Inequalities

  1. Putnam & Beyond

    Prove that for all real numbers \(x,\) \( 2^x + 3^x -4^x + 6^x -9^x \leq 1.\)

  2. Putnam & Beyond

    Prove that if \(a_1 + a_2 + \dotsb + a_n = n\) then \(a_1^4 + a_2^4 + \dotsb + a_n^4 \geq n.\)

  3. MIT

    Prove the “base case” of the Pythagorean mean inequality, that \[\frac{2xy}{x+y} \leq \sqrt{xy} \leq \frac{x+y}{2},\] with equality holding only in the case that \(x=y.\)

  4. Putnam & Beyond

    For distinct real numbers \(a_1, a_2, \dotsc, a_n,\) find the maximum value of \(a_1a_{\sigma(1)} + a_2a_{\sigma(2)} + \dotsb + a_na_{\sigma(n)}\) over all possible permutations \(\sigma\) of the set \(\{1,2,\dotsc,n\}.\)

  5. Putnam & Beyond

    For a triangle with perimeter \(2\) and side-lengths \(a,\) \(b,\) and \(c,\) prove that \[ 1 \lt ab + bc + ca - abc \leq \frac{28}{27}. \]

  6. MIT

    Suppose \(x\) and \(y\) are real numbers such that \(x^2 + y^2 = x + y.\) What is the largest possible value of \(x?\)

  7. Putnam 2019 A1

    Determine all possible values of the expression \[ A^3+B^3+C^3-3ABC \] where \(A,\) \(B,\) and \(C\) are nonnegative integers.

  8. Putnam 2003 A2

    Let \(a_1, a_2, \dots, a_n\) and \(b_1, b_2, \dots, b_n\) be nonnegative real numbers.
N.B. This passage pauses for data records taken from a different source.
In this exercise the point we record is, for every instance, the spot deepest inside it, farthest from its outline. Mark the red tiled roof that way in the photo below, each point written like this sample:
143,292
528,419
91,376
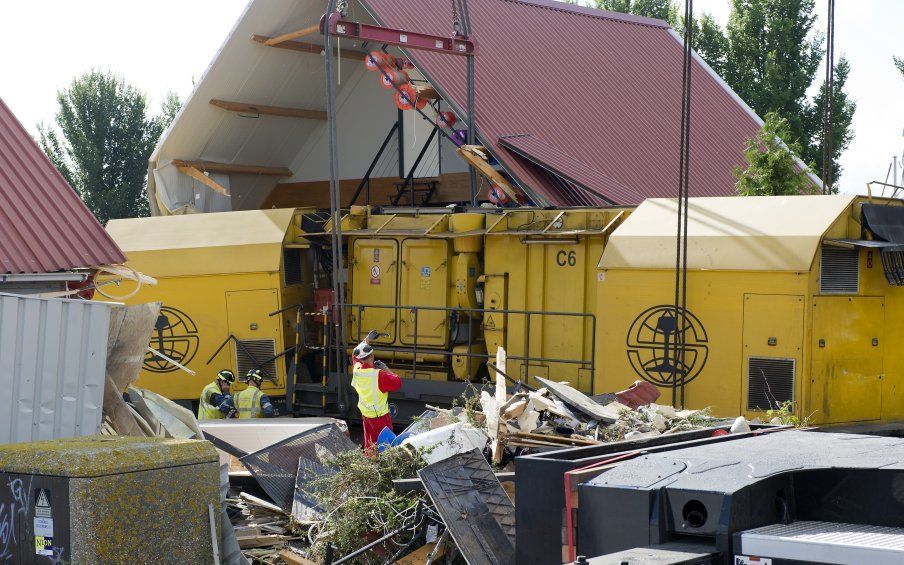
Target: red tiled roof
599,87
44,226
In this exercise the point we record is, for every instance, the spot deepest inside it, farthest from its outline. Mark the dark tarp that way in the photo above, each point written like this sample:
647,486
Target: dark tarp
886,222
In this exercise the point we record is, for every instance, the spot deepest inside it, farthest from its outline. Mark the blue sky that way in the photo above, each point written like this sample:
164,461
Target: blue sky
163,45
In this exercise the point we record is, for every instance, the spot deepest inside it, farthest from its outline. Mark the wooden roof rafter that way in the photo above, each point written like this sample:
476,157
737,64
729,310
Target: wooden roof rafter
232,168
265,110
303,47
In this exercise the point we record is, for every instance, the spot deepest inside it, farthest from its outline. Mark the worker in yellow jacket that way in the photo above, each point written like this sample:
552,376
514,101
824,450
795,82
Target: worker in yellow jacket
216,402
373,381
251,402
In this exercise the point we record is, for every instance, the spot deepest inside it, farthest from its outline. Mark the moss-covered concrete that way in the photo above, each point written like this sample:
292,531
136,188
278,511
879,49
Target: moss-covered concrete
156,516
97,456
130,500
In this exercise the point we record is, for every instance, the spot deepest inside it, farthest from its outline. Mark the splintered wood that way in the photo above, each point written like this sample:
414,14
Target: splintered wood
498,446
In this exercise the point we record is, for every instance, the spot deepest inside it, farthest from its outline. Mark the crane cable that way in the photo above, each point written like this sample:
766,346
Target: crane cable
828,95
684,162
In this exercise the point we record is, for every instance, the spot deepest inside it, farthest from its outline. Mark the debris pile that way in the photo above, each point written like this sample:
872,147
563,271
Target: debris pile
315,497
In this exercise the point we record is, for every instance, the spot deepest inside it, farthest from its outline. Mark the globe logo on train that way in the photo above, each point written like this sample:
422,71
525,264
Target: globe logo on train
651,346
176,336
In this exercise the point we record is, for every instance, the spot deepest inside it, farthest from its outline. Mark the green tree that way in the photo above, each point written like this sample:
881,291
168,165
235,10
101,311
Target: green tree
660,9
710,42
773,57
771,168
101,142
842,115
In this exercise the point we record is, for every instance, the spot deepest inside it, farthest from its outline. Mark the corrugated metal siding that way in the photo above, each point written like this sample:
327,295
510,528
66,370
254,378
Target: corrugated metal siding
44,226
603,87
53,357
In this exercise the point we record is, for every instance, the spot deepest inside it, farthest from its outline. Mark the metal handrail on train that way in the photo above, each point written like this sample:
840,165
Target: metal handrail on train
587,363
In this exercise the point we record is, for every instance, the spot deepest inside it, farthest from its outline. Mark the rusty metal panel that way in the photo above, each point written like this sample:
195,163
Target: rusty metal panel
53,355
474,507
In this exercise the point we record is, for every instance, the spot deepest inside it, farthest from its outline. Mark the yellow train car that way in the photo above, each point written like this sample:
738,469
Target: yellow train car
447,288
789,300
220,275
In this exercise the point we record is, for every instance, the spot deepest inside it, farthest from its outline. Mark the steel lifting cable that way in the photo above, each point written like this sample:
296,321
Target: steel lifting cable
828,96
684,161
335,215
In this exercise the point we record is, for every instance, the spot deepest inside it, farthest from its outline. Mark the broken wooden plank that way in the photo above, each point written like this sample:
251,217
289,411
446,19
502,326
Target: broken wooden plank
419,556
582,402
255,501
265,110
476,156
214,167
289,557
194,173
553,438
263,541
498,446
314,48
292,35
130,332
515,410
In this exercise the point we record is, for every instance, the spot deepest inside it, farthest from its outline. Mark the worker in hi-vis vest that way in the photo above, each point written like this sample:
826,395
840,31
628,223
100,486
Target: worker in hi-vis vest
251,402
373,382
216,402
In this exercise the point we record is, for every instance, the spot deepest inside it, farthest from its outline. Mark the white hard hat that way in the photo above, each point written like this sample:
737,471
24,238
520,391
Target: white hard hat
363,350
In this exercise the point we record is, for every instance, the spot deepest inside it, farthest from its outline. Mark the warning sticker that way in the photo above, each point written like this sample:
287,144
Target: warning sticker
43,546
44,527
750,560
42,503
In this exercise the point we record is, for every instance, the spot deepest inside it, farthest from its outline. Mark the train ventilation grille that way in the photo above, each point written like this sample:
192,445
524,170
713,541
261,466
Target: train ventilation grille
839,271
251,354
770,382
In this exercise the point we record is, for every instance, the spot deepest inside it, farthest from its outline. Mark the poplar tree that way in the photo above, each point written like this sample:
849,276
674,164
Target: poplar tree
101,140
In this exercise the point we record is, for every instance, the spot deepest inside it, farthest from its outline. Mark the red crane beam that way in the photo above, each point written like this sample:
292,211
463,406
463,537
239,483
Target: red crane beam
342,27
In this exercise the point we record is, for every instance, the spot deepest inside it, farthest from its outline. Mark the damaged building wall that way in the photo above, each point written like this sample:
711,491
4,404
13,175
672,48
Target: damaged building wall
52,367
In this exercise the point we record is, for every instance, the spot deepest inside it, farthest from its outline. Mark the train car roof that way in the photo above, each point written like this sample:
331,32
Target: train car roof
204,244
756,233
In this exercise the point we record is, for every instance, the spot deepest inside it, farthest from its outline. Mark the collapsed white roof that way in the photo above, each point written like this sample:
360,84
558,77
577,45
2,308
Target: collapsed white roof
246,71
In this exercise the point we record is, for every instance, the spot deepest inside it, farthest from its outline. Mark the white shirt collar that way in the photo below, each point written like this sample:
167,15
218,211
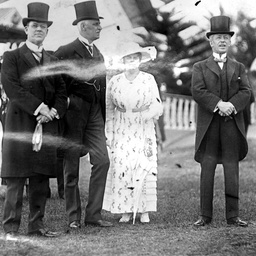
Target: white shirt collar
34,47
216,55
82,39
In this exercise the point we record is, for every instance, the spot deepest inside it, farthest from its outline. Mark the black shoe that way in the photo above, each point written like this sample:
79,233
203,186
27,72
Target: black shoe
74,224
99,223
14,237
202,221
44,232
11,236
237,222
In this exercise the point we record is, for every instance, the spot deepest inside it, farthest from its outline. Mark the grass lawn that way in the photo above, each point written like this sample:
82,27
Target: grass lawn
170,231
Show that \[ (a_1 a_2 \cdots a_n)^{1/n} + (b_1 b_2 \cdots b_n)^{1/n} \leq \Bigl((a_1+b_1) (a_2+b_2) \cdots (a_n + b_n)\Bigr)^{1/n}. \]

  9. Putnam 2002 B3

    Show that, for all integers \(n \gt 1,\) \[ \frac{1}{2n\mathrm{e}} \lt \frac{1}{\mathrm{e}} - \biggl(1 - \frac{1}{n}\biggr)^n \lt \frac{1}{n\mathrm{e}}\,. \]

  10. Putnam 2021 B2

    Determine the maximum value of the sum \[ S = \sum_{n=1}^\infty \frac{n}{2^n} (a_1 a_2 \cdots a_n)^{1/n} \] over all sequences \(a_1, a_2, a_3, \cdots\) of nonnegative real numbers satisfying \( \sum_{k=1}^\infty a_k = 1. \)

  11. Putnam & Beyond

    Prove that, for all real numbers \(x,\) \(y,\) and \(z,\) \[ \frac{y^2-x^2}{2x^2+1} + \frac{z^2-y^2}{2y^2+1} + \frac{x^2-z^2}{2z^2+1} \geq 0. \]

  12. MIT

    Let \(x,y \gt 0\) and \(p\neq 0.\) The \(p\)-th power mean of \(x\) and \(y\) is defined to be \[M_p(x,y) = \biggl(\frac{x^p+y^p}{2}\biggr)^{1/p}.\] Note that \(M_{-1}(x,y)\) is the harmonic mean and \(M_1(x,y)\) is the arithmetic mean.
    1. For \(p \lt q,\) show that \(M_p(x,y) \leq M_q(x,y),\) with equality only when \(x = y.\)
    2. Compute the values of the following limits:
      \(\displaystyle \lim_{p \to \infty} M_p(x,y)\)
      \(\displaystyle \lim_{p \to 0} M_p(x,y)\)
      \(\displaystyle \lim_{p \to -\infty} M_p(x,y)\)

  13. MIT

    For \(p \gt 1\) and \(a_1, a_2, \dotsc, a_n\) all positive reals, show that \[ \sum_{k=1}^{n} \biggl(\frac{a_1+a_2+\dotsb+a_k}{k}\biggr)^p \lt \biggl(\frac{p}{p-1}\biggr)^p \]

  14. MIT

    For \(a_1, a_2, \dotsc \) all positive reals, provided that \(\sum_{n=1}^{\infty} a_n\) converges, show that \[ \sum_{n=1}^{\infty} \sqrt[n]{a_1a_2\dotsb a_n} \leq \mathrm{e} \sum_{n=1}^{\infty} a_n \]

  15. MIT

    For real numbers \(a_1, a_2, \dotsc, a_n\), show that \[ \min_{i\lt j}(a_i - a_j)^2 \leq \frac{12}{n(n^2-1)}\bigr(a_1^2 + \dotsb + a_n^2\bigl)\,. \]

  16. MIT

    For a real number \(t\) and positive integer \(n,\) define the function \(w\) by the formula \(w(t) = (t-1)(t-2)\dotsb(t-n+1).\) Prove that \[ \frac{1}{(n-1)!}\int\limits_{n}^{\infty} w(t)\mathrm{e}^{-t} \,\mathrm{d}t \;\lt\; \frac{1}{(\mathrm{e}-1)^n}.\]